Removing Grass and Creating New Beds

Discussion in 'Landscape Maintenance' started by GRT, Mar 3, 2009.

  1. GRT

    GRT LawnSite Member
    Posts: 116

    Please advise if you think this is a good practice to removing exisiting grass and creating new beds:

    1. Outline new bed area with spray paint - plan installation on paper
    2. Use roundup/grass killer to kill all grass within the painted outline. Wait for appropriate time for grass to die.
    3. Use sod cutter to remove old sod completely after grass is dead
    4. Till soil and add fert or top soil as applicable - compact with lawn roller
    5. Install new plantings as applicable.
    6. Mulch and Water

    Thanks for any advice.

    Geoff
     
  2. GracesLandscaping

    GracesLandscaping LawnSite Senior Member
    Posts: 632

    dont sound bad to me... only you may not always ahve time to wait for the grass to die
     
  3. GRT

    GRT LawnSite Member
    Posts: 116

    Thanks. Just planning...
     
  4. T Money

    T Money LawnSite Member
    Posts: 10

    hey sounds good. Alot of work maybe once the grass and weeds are dead just till it all in. If not i would remove the grass before it dies. This way the grass will hold up better while you are cutting it out.
     
  5. LB1234

    LB1234 LawnSite Gold Member
    Posts: 3,210

    Assuming you are licensed to spray, than ya go ahead. Not sure its necessary to spray AND rent a sod cutter. Why spray it if you are going to be removing it anyway? If ya spray it, just till it in after the applicable time for replanting according to the label.
     
  6. addictedtolandscaping

    addictedtolandscaping LawnSite Senior Member
    from NY
    Posts: 569

    Once you have your design, use a garden hose to lay it out on the ground
    Then take a can of line paint, mark your perimeter
    Use your sod cutter to cut your bed out
    Remove sod
    Till existing soil and amend as needed
    Install new plants
    Mulch to a depth of approximately 3"
     
  7. wmslc

    wmslc LawnSite Member
    Posts: 35

    I think that you have a great process, that is exactly what I would recommend! The only advice that I might be able to give is if the given landscape would need to be tilled...I would only do so if:

    1) The landscape needed some kind of amendment...ph OR renovation (only if the area needs to be killed AND removed)...most of which would depend on the plants that you would like to grow in that given piece of landscape any time in the near to distant future.

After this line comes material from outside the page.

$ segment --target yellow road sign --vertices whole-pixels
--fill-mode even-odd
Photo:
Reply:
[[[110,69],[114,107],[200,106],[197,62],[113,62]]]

    2) I would also not use Glyphosphate AND use a Sod Cutter to remove any of the old turf...unless other circumstances required the use of both....again, depending on the plant that you wish to grow and if you would need to amend the soil.

    Other than those two reasons, I have not further recommedations for you.

    Good luck bidding, you seem to have a great understanding of the process of creating a new landscape bed!! Hopefully, other landscape contractors read this post and take everyones advice!!
     
  8. hackitdown

    hackitdown LawnSite Silver Member
    Posts: 2,501

    -I outline it with paint or a hose, and cut a deep, wide edge.
    -Then hit the grass inside the bed with round-up.
    -Wait at least 24 hrs for the roundup to be absorbed by the grass, it may not look dead yet, but it is doomed.
    -Remove grass, or till it in.
    -Install new plants.
    -Mulch.
     
  9. glfredrick

    glfredrick LawnSite Member
    Posts: 71

    If you have no plans to use seed, I'd also use an application of Ronstar under the mulch. It will control anything that emerges after installing the beds. It won't effect transplanted material.

    I'm with some of the other guys as well. No need to burn down the sod if you are going to cut it anyway. Just go to cutting, and use the sod somewhere else where it is needed.
     
  10. IntegrityGuy

    IntegrityGuy LawnSite Senior Member
    Posts: 781

    I would

    - outline
    - spray with weed killer.
    - till (skip the sod cutter)
    - edge
    - and mulch with atleast 4 inches thick.